The oldest girl became insistent that she be allowed to sit up nights after the others had gone to bed. She would study for awhile and then put her head on her arms and go to sleep. One night her mother waited until she was asleep, went off to bed, and left her. At three o’clock in the morning she came downstairs, lighted lamp in hand, and alarm clock set to go off. As soon as the alarm-bell began to ring, the girl awoke, startled to see her mother standing there with the lighted lamp, herself cold and stiff with the discomfort of her position. “And that was the end of that,” said the mother.
Here was common-sense, practical, hard-headed training instead of worry. Bend your sense, your intellect, your time, your energy, to seeking how to train your children, instead of doing the senseless, foolish, inane, and utterly useless thing of worrying about them.
Imagine being the child of an anxious parent, who sees sickness in every unusual move or mood of her boy or girl. A little clearing of the throat—“I’m sure he’s going to have croup or diphtheria.” The girl unconsciously puts her hand to her brow—“What’s the matter with your head, dearie; got a headache?” A lad feels a trifle uncomfortable in his clean shirt and wiggles about—“I’m sure Tom’s coming down with fever, he’s so restless and he looks so flushed!”
God forbid that I should ever appear to caricature the wise care of a devoted mother. That is not what I aim to do. I seek, with intenseness of purpose, to show the folly, the absurdity of the anxieties, the worries, the unnecessary and unreasonable cares of many mothers. For the moment Fear takes possession of them, some kind of nagging is sure to begin for the child. “Oh, Tom, you mustn’t do this,” or, “Maggie, my darling, you must be careful of that,” and the child is not only nagged, but is thus placed under bondage to the mother’s unnecessary alarm. No young life can suffer this bondage without injury. It destroys freedom and spontaneity, takes away that dash and vigor, that vim and daring that essentially belong to youth, and should be the unhampered heritage of every child. I’d far rather have a boy and girl of mine get sick once in a while—though that is by no means necessary—than have them subjected to the constant fear that they might be sick. And when boys and girls wake up to the full consciousness that their parents’ worries are foolish, unnecessary, and self-created, the mental and moral influence upon them is far more pernicious than many even of our wisest observers have perceived.
There never was a boy or girl who was worried over, who was not annoyed, fretted, injured, and cursed by it, instead of being benefited.

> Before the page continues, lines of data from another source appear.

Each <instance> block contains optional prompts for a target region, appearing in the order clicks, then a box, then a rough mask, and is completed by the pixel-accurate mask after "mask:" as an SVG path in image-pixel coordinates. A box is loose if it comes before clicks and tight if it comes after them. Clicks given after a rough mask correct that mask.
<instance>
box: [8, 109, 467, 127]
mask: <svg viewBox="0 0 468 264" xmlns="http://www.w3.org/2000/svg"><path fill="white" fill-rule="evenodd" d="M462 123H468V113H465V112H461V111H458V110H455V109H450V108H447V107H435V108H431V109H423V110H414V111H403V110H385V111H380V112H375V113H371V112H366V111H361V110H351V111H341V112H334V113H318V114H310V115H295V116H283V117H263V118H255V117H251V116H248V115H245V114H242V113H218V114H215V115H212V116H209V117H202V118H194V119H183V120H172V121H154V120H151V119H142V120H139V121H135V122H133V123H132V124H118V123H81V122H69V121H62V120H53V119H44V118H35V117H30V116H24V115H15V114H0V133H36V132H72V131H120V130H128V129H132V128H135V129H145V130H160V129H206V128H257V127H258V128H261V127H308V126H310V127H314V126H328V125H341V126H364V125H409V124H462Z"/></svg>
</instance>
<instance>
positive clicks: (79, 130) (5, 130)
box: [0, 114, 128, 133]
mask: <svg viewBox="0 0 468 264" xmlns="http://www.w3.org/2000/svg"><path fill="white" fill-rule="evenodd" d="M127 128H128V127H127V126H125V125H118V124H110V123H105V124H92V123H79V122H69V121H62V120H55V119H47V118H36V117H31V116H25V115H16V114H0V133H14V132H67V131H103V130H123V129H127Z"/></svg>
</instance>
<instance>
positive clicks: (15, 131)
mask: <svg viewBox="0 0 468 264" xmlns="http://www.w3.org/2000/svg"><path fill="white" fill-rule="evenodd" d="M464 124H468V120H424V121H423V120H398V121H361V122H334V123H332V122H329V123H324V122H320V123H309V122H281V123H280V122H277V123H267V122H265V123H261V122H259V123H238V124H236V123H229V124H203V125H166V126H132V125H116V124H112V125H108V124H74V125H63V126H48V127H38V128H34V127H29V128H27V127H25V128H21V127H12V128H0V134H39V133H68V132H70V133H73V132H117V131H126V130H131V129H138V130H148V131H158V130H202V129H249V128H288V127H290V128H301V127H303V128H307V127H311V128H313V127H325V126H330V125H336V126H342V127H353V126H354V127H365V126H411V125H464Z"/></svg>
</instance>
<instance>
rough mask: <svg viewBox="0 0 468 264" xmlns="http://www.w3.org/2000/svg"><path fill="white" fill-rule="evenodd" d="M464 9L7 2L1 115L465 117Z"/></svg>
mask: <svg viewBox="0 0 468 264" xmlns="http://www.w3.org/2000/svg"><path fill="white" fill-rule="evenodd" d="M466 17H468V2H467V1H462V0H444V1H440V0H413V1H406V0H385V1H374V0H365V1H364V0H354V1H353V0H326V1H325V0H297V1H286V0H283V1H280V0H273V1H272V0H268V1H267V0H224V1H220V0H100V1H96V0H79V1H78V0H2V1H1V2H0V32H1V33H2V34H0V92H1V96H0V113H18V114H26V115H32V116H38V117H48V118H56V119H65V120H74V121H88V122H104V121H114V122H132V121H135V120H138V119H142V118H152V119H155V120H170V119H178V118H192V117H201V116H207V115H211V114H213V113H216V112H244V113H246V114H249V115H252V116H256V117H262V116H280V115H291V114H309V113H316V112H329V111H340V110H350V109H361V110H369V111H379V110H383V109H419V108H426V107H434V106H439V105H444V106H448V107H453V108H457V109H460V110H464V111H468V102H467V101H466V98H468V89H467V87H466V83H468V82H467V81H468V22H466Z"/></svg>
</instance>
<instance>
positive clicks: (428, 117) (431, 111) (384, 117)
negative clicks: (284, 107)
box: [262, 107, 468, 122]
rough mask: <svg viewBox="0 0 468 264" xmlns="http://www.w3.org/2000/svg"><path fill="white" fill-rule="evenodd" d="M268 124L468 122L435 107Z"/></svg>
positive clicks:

The benefit received from the love of the parent was in spite of the worry, and not because of it. Worry is a hindrance, a deterrent, a restraint; it is always putting a curbing hand upon the natural exuberance and enthusiasm of youth. It says, “Don’t, don’t,” with such fierce persistence, that it kills initiative, destroys endeavor, murders naturalness, and drives its victims to deception, fraud, and secrecy to gain what they feel to be natural, reasonable and desirable ends.